I’m currently doing Work Experience at Microsoft Research in Cambridge (MSR Cambridge) and despite my gripes about Microsoft software, the research centre and some of the stuff people are doing there is pretty cool. Here’s what I’ve done so far and what I think of the place / stuff.
I arrived in Cambridge to a 4-storey house all to myself (!) complete with dishwasher, washing machine, decent cooking stuff etc. I saw the wifi router but it wasn’t broadcasting beacons – it was a hidden SSID. So I spent about 3 hours capping packets to no avail on a nearby WEP wifi and finally realised that (a) there was an ethernet cable sticking out of the wifi router which I could plug into, and (b) the router had its hidden SSID written on it.
After waking up the next day to three alarms (alarm clock, laptop, watch; 5 minutes apart from each other; I wanted to make sure I actually got up on time … for once) I left my laptop at home with three layers of Lifehacker-inspired protection (physical lock, Yawcam for motion detection webcam and LaptopAlarm – a thief would have to have his/her photo uploaded to an FTP server and walk around Cambridge with a chest of drawers attached to a laptop that starts screaming the second it’s unplugged in order to steal my laptop) and walked the 1.6 mile commute to MSR in the West Cambridge Site NW of the city. I eventually arrived where I was issued a temporary pass, a Microsoft Research rucksack, some freebies and a ‘wottle’ – MS in an attempt to do the environment some good decided to issue refillable recycled plastic/rubber (?) bottles. The person who came up with the idea evidently had the same lack of aptitude as I do when it comes to names; it’s got ‘wottled by you’ written on the side…

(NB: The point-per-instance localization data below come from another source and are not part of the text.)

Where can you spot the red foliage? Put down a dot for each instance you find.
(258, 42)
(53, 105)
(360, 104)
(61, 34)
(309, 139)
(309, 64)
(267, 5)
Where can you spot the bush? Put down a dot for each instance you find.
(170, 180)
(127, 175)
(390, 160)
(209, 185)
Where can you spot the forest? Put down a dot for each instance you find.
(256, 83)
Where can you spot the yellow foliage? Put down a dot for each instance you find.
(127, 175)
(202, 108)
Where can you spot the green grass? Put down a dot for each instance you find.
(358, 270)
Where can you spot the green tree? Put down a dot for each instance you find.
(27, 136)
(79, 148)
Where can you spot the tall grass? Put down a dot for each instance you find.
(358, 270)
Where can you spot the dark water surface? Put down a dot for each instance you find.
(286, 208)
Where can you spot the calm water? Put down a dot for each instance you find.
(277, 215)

I also met my supervisor who explained a little about what the project I was to be working on (Infer.NET in the machine learning area) is all about – Bayesian inference. It’s basically a system of statistical modelling which takes in information about distributions, observed values and interaction between random variables and infers new distributions by applying Bayes’ Theorem (which SJRH gave us a talk in the dying weeks of term). In terms of the theory all he said was when there are several distributions it gets pretty complicated and uber-badass integration (not his words) is necessary which, until an approximate method was found a couple of years ago, wasn’t really possible computationally. He also introduced me to a couple of the team members, one of whom has a firm belief that random variables should be a part of programming and are as valid as, if not more than, ‘normal’ everyday data types like integers.

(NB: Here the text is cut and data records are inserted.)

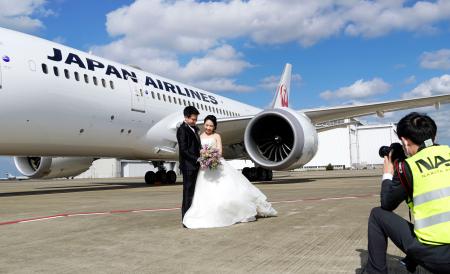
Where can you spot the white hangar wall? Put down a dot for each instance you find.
(352, 146)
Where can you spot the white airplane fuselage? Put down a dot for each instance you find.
(58, 101)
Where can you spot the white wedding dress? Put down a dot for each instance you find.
(223, 197)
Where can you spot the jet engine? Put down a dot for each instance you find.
(48, 167)
(280, 139)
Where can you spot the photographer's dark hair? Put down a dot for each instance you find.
(416, 127)
(190, 110)
(213, 119)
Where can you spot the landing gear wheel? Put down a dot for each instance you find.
(171, 177)
(161, 176)
(150, 177)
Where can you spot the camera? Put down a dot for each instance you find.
(397, 152)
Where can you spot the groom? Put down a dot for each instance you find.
(189, 152)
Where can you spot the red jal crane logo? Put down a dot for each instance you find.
(283, 95)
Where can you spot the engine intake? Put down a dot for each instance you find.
(280, 139)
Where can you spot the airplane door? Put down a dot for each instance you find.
(137, 97)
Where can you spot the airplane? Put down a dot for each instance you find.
(62, 108)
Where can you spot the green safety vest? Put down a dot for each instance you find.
(430, 169)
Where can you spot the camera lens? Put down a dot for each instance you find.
(384, 151)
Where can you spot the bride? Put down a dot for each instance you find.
(223, 196)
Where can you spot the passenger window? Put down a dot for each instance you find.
(56, 71)
(44, 68)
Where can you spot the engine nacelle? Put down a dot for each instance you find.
(48, 167)
(281, 139)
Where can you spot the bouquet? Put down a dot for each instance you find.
(209, 157)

Eventually we settled on my project. I’d mentioned the Monty Hall problem when discussing Bayes’ Theorem and he proposed that I work on a display implementing that using Infer.NET as a simple project, and also to give me an idea of how something like that would be implemented using this framework. At that point I was more or less left to my own devices to familiarise myself with the workstation and Visual Studio and to complete a stack of paperwork I’d been given. I think it was at about this point that I discovered I was working on an 8-core Dell Precision workstation. Serious overkill – as Guy pointed out, probably employees spend most of their time gaming and consequently don’t get much done!
My supervisor (I think the legal paperwork of which there was much permits me to give his name – John Guiver) took me out for lunch according to some sort of tradition involving new people joining the team at the Cavendish Laboratory Canteen (the Cavendish Lab was near the MS building). Actually the canteen there was pretty standard (I was expecting wonders from the great Cavendish) though the food is good and cheap – that’s all that really matters. One of the other team members, John Winn (random variables in programming dude) had been to MIT. Apparently they have whiteboards in the loos and people leave each other problems on them, sangaku style!
There was some sort of filming going on in the main lecture theatre – bright white theatre floodlights adorned the roof and several cameras were propped up on tripods all over the place. After lunch I ended up agreeing to help out which mostly involved milling around displays of Infer.NET related programs for a time lapse vid. This turned out to be really awesome because of the way the displays were implemented – massive multi-touch touch screen coffee tables! They could also be operated by circular counters placed on the tabletop, used like dials (twist to change settings), similar to a touch screen I’d seen on youtube demonstrating a physics simulator. There was also a(n incomplete) machine vision display which proudly labeled a pair of scissors as a book…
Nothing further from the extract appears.